None of these particular details registered at the time – the televised coverage of the 1974 World Cup finals was essentially my introduction to football, so whatever memories remain from the time are generally of a broader nature, limited to a relative few of the matches & featured players - but such events & participants remain or become palpably present in the consciousness via the medium of such archive objects as the stickers & albums, portals to the past as it were, inspiring nostalgia that can in turn generate new work, a re-mediation of an existing source. Given that my televised experience at the time was of a black & white nature (as it remained beyond the 1978 World Cup, in fact), it seems most appropriate that the portraits be rendered similarly monochrome, although it feels as though some colour should be applied to the subjects’ shirts, the colours as worn being one of the significant attractions to the game, of course.
Coincidentally, just as the final preparations for undertaking this project were in hand, the Guardian online recently published a selectively illustrated article on the subject of Sean Ryan‘s series of Badly Drawn Footballers, a project involving the representation of a complete album of sticker portraits: good stuff.

Wednesday, March 12, 2014

Badge of the Day #86 (Hansa Rostock)


Featuring the very latest addition to the European football clubs collection, with an object representing the fabulous Hansa Rostock, who would have emerged out of the former East Germany as a name to admire & subsequently follow, certainly from earlier days & quite possibly from the time of the 1974 World Cup finals, as a result of the club being home to one of the DDR’s evocatively memorable names in the form of Joachim Streich, scorer of two goals during the tournament, & who I would later, in September 1979, have witnessed playing, & scoring, for 1FC Magdeburg, to whom he’d been transferred in 1975 (Streich scored the ‘Burg’s equalizing goal – at 1 - 1 – their 2 – 3 defeat at Wrexham in the First Round, first leg tie of the 1979-80 European Cup-Winners’ Cup.
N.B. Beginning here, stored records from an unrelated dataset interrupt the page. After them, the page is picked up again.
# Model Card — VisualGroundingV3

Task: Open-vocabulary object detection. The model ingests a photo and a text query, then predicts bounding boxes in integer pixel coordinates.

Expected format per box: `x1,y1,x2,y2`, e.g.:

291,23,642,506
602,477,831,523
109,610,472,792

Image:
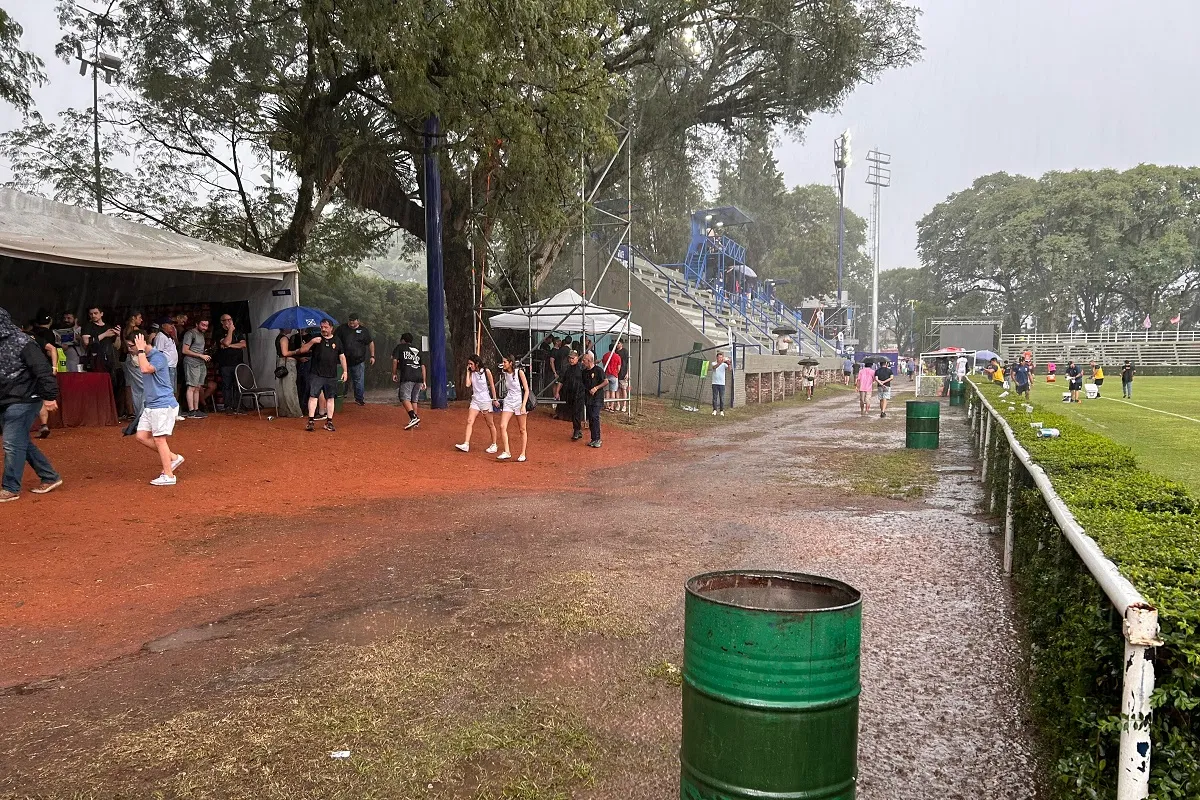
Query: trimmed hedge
976,385,1200,800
He subsequently put the final nail in the coffin of Wrexham’s elimination by scoring very late in Magdeburg’s 5 – 2 extra-time victory in the return match).

The badge, a contemporary object thus lacking any particular hauntological quality other than memories of the name, features Hansa (as they were renamed, from the regally-sounding ‘Empor’, in 1965) Rostock’s crest with its jaunty ship that refers to the city’s maritime history as a Hanseatic seaport which continues to the present day.

The name also reminds one of Berlin’s famous Hansa Tonstudio, where various post-punk bands, not least Wire, & Nick Cave & the Bad Seeds, have recorded, thus allowing a pleasant link between football & music, two of those totems of TOoT’s cultural landscape.

Tuesday, March 11, 2014

Badge of the Day #85 (Szolnoki MÁV)

Picking up again with what has become by far (indeed, almost exclusively) our most regular feature, with the addition to the collection of a suitably aged object representing Szolnoki MÁV, another of those Hungarian names that just, for whatever reason, seems irresistible, & has been followed since being encountered.
Interestingly, it’s a name that would not have come to notice via the European club competitions, as the great majority of our favourites have but, rather, from research into Hungarian domestic football, that second, more profound level of obsessive nerdiness from which so much delight can be gleaned at the discovery of so many more wonderfully exotic club names.
Such research, in revealing Szolnoki MÁV’s name, would have further unearthed that the club appear to have spent the greater part of their century-plus-long existence operating at a level below the highest echelons of the league, certainly since the 1940s, apart from the 2010/11 season sojourn in the NB1, to which they had earned promotion only to finish in last place, hardly gloriously perhaps, but thrilling nonetheless to be able to appreciate the team & their fine name as a presence in the top division, however fleetingly.
The badge itself is another of those precious vintage objects, hauntologically redolent of a bygone era, of Soviet Hungary behind the Iron Curtain, &, in design terms, the winged crest (since replaced by the club) provides a pleasing element of difference to the collection.